Nota per Nel Futuro su cosa è avvenuto nel 2015 e cosa ci aspetta nel 2016.
Il 2015 ha visto nel mondo l’esplosione del terrorismo globale in gran parte ammantato da falso fondamentalismo contro il modello occidentale, assieme alla diffusione della deflazione economica ovvero dei segni di una incombente “stagnazione secolare” (Larry Summers), tentativamente affrontata con armi monetarie (Quantitative easing da parte Fed e BCE) che hanno prodotto liquidità finita nella keynesiana “trappola della liquidità” e nel debito in dollari dei paesi emergenti che per ripagare il pesante debito ora stanno drammaticamente frenando la crescita.
Il 2015 ha visto una Europa dominata dai freni di Schauble contro il Sud Europa sprecone e indebitato (inclusa la Francia) a vantaggio della sola Germania la cui capitale è ora di fatto trasferita a Bruxelles e con l’ondata di profughi cui si fa fronte con la fine dell’accordo di Schengen di libera circolazione, anziché con politiche di integrazione che, se gestite, porterebbero l’Europa ad un ringiovanimento demografico con effetti sulla ripresa economica del continente, altrimenti condannato dal suo inadeguato tasso di fertilità (1.4) all’asfissia progressiva.

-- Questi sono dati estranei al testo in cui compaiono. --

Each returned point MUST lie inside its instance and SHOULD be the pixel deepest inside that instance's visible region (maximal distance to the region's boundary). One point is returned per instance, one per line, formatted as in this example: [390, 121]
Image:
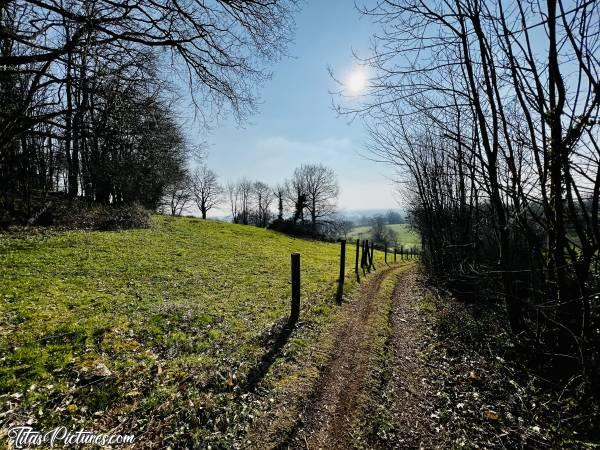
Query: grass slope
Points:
[406, 235]
[154, 331]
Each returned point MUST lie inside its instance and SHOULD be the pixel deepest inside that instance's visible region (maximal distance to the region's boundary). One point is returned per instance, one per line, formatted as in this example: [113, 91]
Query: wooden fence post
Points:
[295, 315]
[366, 255]
[356, 261]
[373, 255]
[340, 293]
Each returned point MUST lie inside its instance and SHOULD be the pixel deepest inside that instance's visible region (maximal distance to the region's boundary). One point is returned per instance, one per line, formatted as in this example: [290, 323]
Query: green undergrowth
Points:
[167, 333]
[487, 395]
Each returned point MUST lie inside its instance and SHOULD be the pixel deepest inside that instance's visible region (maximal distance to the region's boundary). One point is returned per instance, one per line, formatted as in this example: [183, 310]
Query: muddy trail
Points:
[374, 363]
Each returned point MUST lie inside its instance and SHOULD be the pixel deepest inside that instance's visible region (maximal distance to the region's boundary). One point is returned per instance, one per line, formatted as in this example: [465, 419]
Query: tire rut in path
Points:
[327, 417]
[410, 386]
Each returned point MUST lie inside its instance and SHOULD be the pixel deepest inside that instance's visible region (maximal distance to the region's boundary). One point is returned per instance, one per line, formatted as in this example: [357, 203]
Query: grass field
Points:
[406, 235]
[156, 331]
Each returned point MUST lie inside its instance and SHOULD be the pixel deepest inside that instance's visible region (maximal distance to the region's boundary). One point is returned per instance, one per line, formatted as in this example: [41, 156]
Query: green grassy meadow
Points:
[156, 331]
[406, 235]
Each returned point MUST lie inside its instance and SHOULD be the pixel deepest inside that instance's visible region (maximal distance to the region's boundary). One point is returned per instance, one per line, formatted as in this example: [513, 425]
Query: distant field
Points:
[406, 236]
[156, 331]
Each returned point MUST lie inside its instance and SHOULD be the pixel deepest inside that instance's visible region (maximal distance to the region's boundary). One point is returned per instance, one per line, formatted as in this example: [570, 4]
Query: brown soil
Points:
[411, 379]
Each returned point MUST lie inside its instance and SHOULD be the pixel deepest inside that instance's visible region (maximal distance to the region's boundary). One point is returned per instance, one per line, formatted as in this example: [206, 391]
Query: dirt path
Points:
[345, 390]
[409, 385]
[337, 395]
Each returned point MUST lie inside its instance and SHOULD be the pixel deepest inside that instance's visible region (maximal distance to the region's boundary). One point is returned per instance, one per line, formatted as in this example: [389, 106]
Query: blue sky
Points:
[296, 123]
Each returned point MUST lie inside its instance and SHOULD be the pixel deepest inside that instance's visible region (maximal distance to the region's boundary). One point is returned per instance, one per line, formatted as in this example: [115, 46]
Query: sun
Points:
[357, 82]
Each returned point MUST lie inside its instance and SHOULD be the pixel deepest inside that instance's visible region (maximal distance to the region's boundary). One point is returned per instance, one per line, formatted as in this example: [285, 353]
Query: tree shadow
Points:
[275, 339]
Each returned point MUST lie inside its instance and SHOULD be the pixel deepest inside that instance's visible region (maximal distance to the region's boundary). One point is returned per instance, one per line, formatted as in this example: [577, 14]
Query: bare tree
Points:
[321, 188]
[263, 195]
[206, 189]
[279, 193]
[496, 142]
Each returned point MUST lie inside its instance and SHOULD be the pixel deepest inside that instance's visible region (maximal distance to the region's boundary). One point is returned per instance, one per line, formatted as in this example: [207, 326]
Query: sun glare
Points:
[357, 82]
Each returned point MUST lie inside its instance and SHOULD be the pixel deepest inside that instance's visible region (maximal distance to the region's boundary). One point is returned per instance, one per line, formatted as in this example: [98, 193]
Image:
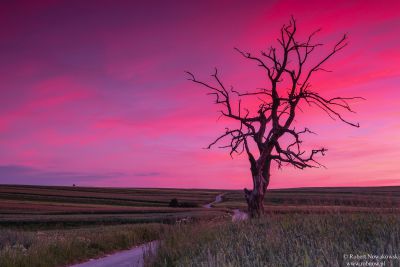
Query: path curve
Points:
[128, 258]
[134, 257]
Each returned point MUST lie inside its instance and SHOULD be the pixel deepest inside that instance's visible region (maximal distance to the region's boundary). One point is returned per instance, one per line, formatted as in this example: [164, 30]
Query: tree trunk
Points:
[255, 197]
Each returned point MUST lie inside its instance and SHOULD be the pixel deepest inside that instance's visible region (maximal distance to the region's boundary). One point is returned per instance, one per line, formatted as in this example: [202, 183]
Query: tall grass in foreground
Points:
[284, 240]
[61, 247]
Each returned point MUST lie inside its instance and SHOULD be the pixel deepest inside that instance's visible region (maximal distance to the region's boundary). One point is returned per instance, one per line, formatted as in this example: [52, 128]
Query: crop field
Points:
[57, 226]
[70, 206]
[352, 199]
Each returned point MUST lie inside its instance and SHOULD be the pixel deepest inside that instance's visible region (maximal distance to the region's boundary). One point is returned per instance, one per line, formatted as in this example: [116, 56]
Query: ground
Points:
[57, 226]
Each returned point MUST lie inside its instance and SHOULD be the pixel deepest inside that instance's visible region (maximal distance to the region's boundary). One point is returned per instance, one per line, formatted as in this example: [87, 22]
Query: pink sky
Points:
[94, 92]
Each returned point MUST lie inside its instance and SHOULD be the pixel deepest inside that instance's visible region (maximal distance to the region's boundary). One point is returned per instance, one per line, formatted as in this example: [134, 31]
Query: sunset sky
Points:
[94, 92]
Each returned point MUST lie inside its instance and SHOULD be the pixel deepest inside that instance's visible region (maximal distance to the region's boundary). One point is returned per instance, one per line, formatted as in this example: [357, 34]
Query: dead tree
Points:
[267, 134]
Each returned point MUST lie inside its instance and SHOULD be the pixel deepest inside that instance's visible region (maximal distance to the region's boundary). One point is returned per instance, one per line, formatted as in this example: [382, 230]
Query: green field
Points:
[57, 226]
[35, 206]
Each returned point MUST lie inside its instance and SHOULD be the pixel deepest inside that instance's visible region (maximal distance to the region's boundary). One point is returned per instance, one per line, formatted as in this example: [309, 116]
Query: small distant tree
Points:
[267, 134]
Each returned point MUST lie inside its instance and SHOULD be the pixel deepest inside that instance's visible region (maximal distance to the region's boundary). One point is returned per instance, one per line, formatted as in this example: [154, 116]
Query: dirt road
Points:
[127, 258]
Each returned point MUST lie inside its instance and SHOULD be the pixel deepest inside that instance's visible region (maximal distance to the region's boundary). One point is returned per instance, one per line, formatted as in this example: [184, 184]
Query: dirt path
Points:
[127, 258]
[239, 215]
[134, 257]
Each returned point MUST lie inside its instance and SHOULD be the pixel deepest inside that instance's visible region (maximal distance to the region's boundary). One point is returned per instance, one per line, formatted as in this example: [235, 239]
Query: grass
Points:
[62, 247]
[56, 226]
[60, 207]
[283, 240]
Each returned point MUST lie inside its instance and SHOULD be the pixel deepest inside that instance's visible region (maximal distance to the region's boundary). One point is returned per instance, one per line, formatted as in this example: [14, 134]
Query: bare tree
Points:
[267, 134]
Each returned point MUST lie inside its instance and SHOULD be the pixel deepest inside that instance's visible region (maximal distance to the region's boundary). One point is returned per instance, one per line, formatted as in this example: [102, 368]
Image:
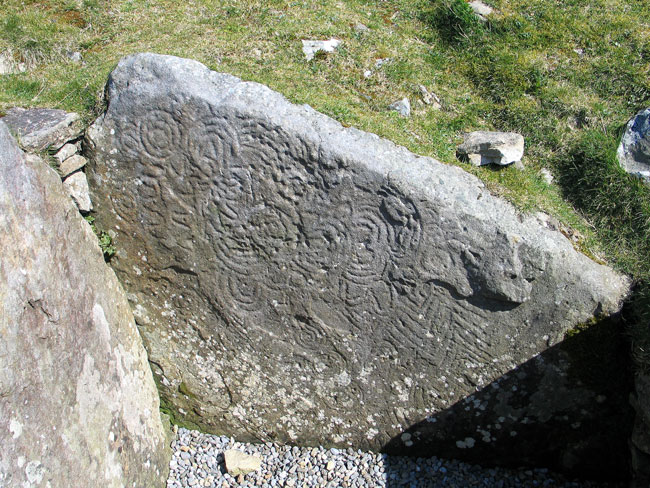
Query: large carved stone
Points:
[78, 404]
[299, 281]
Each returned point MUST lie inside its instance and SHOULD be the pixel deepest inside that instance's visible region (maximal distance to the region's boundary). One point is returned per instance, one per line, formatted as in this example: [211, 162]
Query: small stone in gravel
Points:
[402, 107]
[65, 152]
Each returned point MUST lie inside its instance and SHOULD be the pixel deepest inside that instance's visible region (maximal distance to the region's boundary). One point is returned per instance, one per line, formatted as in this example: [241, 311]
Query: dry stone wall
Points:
[299, 281]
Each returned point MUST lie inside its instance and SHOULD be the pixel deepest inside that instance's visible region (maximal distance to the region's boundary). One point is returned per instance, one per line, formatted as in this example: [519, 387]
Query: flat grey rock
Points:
[483, 147]
[303, 282]
[40, 128]
[634, 149]
[68, 150]
[78, 404]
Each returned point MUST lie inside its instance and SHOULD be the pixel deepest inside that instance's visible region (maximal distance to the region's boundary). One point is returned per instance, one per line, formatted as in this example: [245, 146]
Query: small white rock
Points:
[482, 147]
[481, 9]
[429, 98]
[546, 176]
[65, 152]
[238, 462]
[403, 107]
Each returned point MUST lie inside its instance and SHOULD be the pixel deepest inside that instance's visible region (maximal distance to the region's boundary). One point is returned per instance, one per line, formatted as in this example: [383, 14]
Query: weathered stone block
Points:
[38, 129]
[299, 281]
[78, 405]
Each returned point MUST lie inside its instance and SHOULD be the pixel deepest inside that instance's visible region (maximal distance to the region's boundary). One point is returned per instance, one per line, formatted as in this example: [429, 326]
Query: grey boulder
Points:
[482, 148]
[634, 150]
[78, 404]
[298, 281]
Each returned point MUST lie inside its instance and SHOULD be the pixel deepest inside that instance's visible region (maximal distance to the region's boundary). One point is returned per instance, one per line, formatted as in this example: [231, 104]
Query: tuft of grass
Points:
[105, 240]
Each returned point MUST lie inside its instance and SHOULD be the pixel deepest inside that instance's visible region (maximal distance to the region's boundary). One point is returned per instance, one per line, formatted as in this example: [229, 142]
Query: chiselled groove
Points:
[343, 287]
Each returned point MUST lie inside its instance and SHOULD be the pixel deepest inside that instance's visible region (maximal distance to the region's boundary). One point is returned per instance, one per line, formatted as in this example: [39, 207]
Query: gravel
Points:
[198, 462]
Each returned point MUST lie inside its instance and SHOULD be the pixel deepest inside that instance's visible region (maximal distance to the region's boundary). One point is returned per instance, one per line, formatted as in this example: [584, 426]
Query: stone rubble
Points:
[198, 461]
[55, 130]
[429, 98]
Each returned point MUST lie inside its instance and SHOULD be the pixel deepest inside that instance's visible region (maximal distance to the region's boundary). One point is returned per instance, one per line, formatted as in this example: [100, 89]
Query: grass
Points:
[566, 74]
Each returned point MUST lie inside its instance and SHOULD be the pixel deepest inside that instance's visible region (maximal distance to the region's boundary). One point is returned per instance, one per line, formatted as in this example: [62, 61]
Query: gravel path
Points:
[198, 462]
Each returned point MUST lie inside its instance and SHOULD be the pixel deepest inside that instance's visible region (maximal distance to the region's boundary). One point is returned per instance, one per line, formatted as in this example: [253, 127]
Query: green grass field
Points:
[567, 74]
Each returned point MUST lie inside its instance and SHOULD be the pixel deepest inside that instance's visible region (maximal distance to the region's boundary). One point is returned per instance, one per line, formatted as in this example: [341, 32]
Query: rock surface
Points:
[78, 405]
[302, 282]
[480, 9]
[634, 150]
[402, 107]
[40, 128]
[67, 151]
[77, 187]
[483, 147]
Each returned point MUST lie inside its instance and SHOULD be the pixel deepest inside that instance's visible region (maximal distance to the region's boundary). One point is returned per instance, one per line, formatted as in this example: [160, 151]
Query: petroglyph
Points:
[315, 268]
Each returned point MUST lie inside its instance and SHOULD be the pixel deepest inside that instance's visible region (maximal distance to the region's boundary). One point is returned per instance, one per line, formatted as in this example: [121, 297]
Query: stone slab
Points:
[303, 282]
[634, 149]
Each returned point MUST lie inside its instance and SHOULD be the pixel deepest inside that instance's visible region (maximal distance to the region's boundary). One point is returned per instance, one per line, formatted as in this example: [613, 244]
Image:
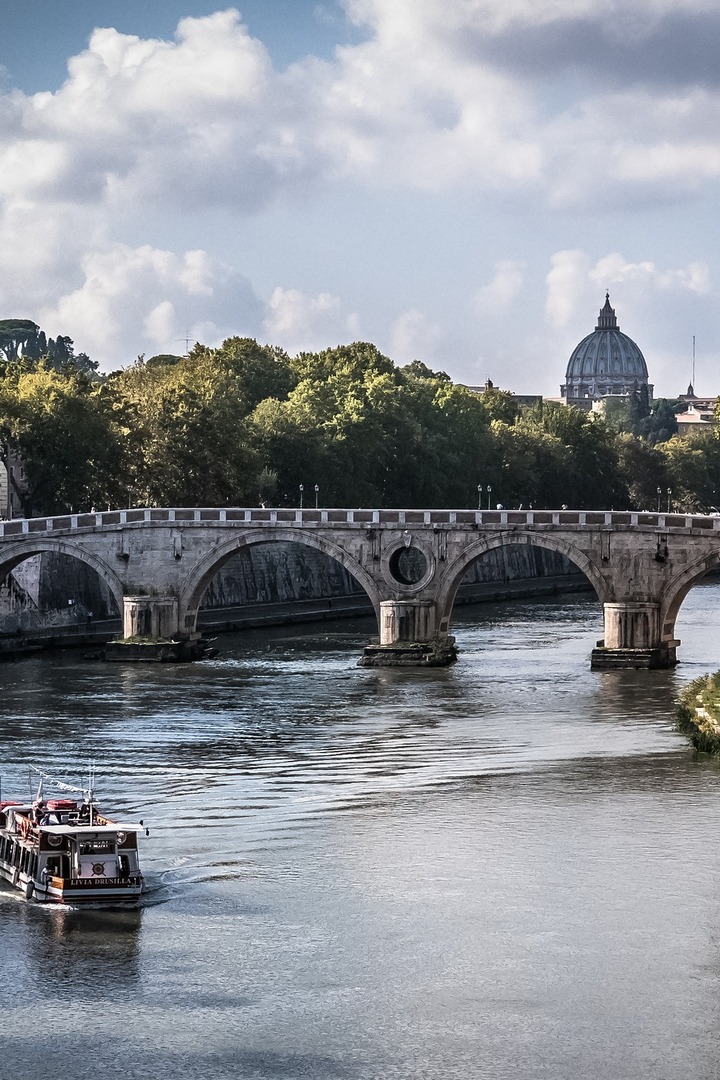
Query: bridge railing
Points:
[311, 517]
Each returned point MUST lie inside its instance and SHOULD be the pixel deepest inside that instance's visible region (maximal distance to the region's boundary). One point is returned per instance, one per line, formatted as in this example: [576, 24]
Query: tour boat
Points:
[65, 851]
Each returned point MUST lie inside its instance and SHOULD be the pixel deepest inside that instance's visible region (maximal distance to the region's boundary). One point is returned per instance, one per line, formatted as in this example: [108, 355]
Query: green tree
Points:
[67, 437]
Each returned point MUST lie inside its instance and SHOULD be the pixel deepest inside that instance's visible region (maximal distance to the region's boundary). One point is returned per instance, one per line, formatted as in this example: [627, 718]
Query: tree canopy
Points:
[245, 423]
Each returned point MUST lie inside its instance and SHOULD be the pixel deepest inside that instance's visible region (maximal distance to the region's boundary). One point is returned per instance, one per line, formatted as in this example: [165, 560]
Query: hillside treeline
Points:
[247, 423]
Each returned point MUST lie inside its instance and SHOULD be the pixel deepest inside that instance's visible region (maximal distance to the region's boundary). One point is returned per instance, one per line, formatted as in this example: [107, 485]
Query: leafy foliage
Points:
[245, 423]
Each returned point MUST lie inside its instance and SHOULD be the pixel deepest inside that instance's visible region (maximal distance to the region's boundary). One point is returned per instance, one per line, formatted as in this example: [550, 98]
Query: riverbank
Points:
[697, 713]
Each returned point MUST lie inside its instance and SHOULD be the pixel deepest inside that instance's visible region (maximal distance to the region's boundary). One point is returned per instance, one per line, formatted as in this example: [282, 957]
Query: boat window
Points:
[97, 847]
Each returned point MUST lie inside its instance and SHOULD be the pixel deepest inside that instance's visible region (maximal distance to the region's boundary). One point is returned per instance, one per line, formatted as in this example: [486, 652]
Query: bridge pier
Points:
[409, 637]
[150, 617]
[633, 638]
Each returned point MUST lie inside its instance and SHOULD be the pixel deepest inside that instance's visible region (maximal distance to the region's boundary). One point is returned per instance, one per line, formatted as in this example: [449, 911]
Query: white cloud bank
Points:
[433, 100]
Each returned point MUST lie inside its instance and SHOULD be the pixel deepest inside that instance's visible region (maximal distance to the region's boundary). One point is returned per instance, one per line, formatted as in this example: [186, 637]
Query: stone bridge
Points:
[158, 564]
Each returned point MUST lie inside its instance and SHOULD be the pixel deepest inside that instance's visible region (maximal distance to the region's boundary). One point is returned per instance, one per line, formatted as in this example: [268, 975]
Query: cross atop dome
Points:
[607, 319]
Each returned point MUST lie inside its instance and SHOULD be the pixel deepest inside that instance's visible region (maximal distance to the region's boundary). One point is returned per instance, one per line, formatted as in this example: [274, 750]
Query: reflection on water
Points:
[501, 868]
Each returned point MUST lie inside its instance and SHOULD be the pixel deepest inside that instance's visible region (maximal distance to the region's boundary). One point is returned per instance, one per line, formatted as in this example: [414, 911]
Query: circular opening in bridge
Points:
[408, 566]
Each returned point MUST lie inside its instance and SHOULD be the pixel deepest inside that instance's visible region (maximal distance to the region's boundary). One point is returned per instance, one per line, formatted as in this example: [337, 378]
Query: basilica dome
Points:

L’Italia nel 2015 ha visto, buonultima, una lenta uscita dal tunnel della crisi del 2008, grazie alle sue imprese più attive ed anche all’avvio di politiche abilitanti l’urgente processo di cambiamento e di modernizzazione di un Paese che ha avuto almeno un paio di decenni di arretramento economico, ma soprattutto culturale e civile.
Se è vero che i vincoli del Fiscal Compact ed anche l’indebolimento dell’economia internazionale inclusa Cina e paesi emergenti (i famosi BRICS che pochi anni orsono sembravano trainare il mondo ora sono l’emblema della crisi più grave) non sembrano consentire all’Italia di crescere più dello 0 virgola o 1 eccetera, di fatto qualcosa sta cambiando con lo sviluppo sotterraneo delle spinte dell’innovazione da parte di giovani che sfruttano via startup, FabLab, coworking le opportunità delle tecnologie digitali.
Non è un caso che Apple abbia deciso di impiantare a Napoli un centro di sviluppatori di apps o stiano creando attività innovative in Italia anche Cisco, Microsoft, Google, Amazon cioè le imprese globali che stanno creando nuove opportunità di lavoro e di innovazione perché l’Italia è ricca di talenti e creatività, gli asset oggi più importanti.
Noi da anni esportiamo in tutto il mondo questi asset di giovani talenti senza ricavarne alcun beneficio, anzi regalando agli altri gran parte della ricchezza necessaria a questo Paese, con danno ancor peggiore della crescente svendita all’estero di nostre imprese.
Per l’Italia del 2016 occorre partire da questi asset, creando sistema tra l’ innovazione che viene dal basso e le imprese (le PMI) della manifattura e dei servizi, coinvolgendo nel sistema anche scuola e università che devono divenire i driver dell’innovazione e dello sviluppo di competenze e di conoscenza condivisa.
La scuola italiana è stata sinora troppo strozzata dalla sindrome della riforma Gentile che promuoveva solo la cultura classica ed astratta e considerava con orrore un rapporto sinergico tra scuola e lavoro, tra scuola e impresa.
Ora finalmente vi è consapevolezza di questo errore che ha danneggiato le scuole tecniche,ma anche i licei.
La politica della Buona Scuola introdotta dal Governo Renzi ha finalmente fatto chiarezza e sta cercando di mandare in soffitta la scuola gentiliana.
C’è ancora una Università che vive di astrazioni, ma per fortuna vi sono Politecnici che preparano le competenze operative necessarie in questa fase di grande mutazione tecnologica e organizzativa.
C’è ancora una Pubblica Amministrazione che opera con procedure ottocentesche e strumenti cartacei rifuggendo la trasformazione digitale e di conseguenza lasciando aperte le porte alla corruzione ed al mancato controllo dei risultati.
Ma finalmente si sta diffondendo la consapevolezza che questa vecchia Italia non ha più spazio e che bisogna affrontare un cambiamento permanente con strutture nuove e nuova cultura e soprattutto coinvolgendo sempre più i giovani in questa trasformazione culturale e civile.
Credo che dobbiamo affrontare il 2016 con questa consapevolezza e con forte volontà di partecipare e contribuire tutti al cambiamento.